Einige der Inhalte, die am vergangenen Wochenende bei Mega Radio zu hören waren, boten durchaus Stoff für neue Prüfungen. Ob sich die Linkspartei nicht freuen würde, falls „Papa Putin“ die früheren deutschen Regierungschefs Gerhard Schröder (SPD) und Angela Merkel (CDU) in Russland festhalten würde, hieß es in einer Sendung. Und: Die Meinungsfreiheit werde offenbar bewusst für SNA-Angestellte eingegrenzt, mutmaßten die Moderatoren. Auch die Maskenpflicht, Impfungen und Corona-Demos waren Thema. Gesundheitsminister Karl Lauterbach (SPD) wurde offen damit angeworben, dass er bei SNA diejenigen Menschen erreiche, die über einen „nicht ausreichenden Impfstatus“ verfügten. Die Rechtfertigung der Moderatoren: Man würde nur Vermutungen äußern, Fragen stellen oder einfach Satire betreiben.
Wegen Sputnik: Berlin entzog Mega Radio Sendelizenz
Auch in anderen Bundesländern ist Mega Radio schon negativ aufgefallen.
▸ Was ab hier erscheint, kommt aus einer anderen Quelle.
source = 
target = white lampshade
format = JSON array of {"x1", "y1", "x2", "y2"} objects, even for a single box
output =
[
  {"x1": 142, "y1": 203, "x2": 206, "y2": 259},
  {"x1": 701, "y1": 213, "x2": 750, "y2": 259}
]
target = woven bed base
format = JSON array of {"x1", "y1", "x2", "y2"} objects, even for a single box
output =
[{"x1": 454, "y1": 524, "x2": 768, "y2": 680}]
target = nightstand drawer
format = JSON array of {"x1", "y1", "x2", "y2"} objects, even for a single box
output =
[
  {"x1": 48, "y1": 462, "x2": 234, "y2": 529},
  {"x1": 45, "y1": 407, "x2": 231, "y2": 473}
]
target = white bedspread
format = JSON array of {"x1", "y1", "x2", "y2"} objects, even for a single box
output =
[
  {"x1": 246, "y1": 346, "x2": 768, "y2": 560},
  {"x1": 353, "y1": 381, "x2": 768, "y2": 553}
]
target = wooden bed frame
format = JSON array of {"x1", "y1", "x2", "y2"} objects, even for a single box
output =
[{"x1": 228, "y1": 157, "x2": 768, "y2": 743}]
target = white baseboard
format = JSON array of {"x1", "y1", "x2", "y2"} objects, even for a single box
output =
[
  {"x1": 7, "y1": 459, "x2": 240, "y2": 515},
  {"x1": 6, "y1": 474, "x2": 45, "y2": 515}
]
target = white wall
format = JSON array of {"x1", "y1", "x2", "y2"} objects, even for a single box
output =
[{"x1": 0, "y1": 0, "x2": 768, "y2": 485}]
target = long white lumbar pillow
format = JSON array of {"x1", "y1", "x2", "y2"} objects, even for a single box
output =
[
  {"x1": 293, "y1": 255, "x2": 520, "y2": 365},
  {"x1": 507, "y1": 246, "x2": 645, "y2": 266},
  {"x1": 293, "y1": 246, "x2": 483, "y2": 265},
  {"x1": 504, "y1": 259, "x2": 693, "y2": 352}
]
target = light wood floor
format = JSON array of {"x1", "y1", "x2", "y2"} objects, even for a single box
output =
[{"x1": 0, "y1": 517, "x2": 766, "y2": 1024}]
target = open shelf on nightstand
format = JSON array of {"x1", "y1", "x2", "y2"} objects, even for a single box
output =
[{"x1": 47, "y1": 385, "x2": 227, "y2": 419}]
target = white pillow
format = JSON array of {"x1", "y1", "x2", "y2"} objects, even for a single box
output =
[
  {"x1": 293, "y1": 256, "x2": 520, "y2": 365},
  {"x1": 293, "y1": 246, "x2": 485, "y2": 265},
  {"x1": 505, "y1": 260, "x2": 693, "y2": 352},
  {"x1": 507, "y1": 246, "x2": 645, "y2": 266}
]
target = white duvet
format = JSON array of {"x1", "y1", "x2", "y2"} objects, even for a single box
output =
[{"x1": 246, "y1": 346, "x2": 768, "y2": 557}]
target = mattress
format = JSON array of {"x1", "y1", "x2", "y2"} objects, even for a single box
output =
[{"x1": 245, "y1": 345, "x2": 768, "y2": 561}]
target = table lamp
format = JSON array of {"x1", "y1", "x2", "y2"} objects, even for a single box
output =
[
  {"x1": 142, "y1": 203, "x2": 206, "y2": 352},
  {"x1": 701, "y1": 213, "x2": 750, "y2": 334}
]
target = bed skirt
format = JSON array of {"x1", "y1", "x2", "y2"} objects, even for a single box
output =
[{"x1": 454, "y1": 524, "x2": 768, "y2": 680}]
In Berlin musste das Programm 2019 sogar den Betrieb einstellen, weil die dortige Medienanstalt aufgrund der SNA-Inhalte die Sendelizenz entzog. Mega Radio sei zu stark von Rossija Segodnja abhängig, um als eigene Veranstalterin zu gelten – und für staatlichen Rundfunk werden in Deutschland keine Lizenzen erteilt.
In Hessen bekam Mega Radio dennoch die Erlaubnis, mit SNA-Inhalten im Digitalradio zu starten. Auch die Ableger Mega Radio Bayern, Mega Radio Mix und Mega 80’s dürfen ihr Programm offiziell in Deutschland verbreiten.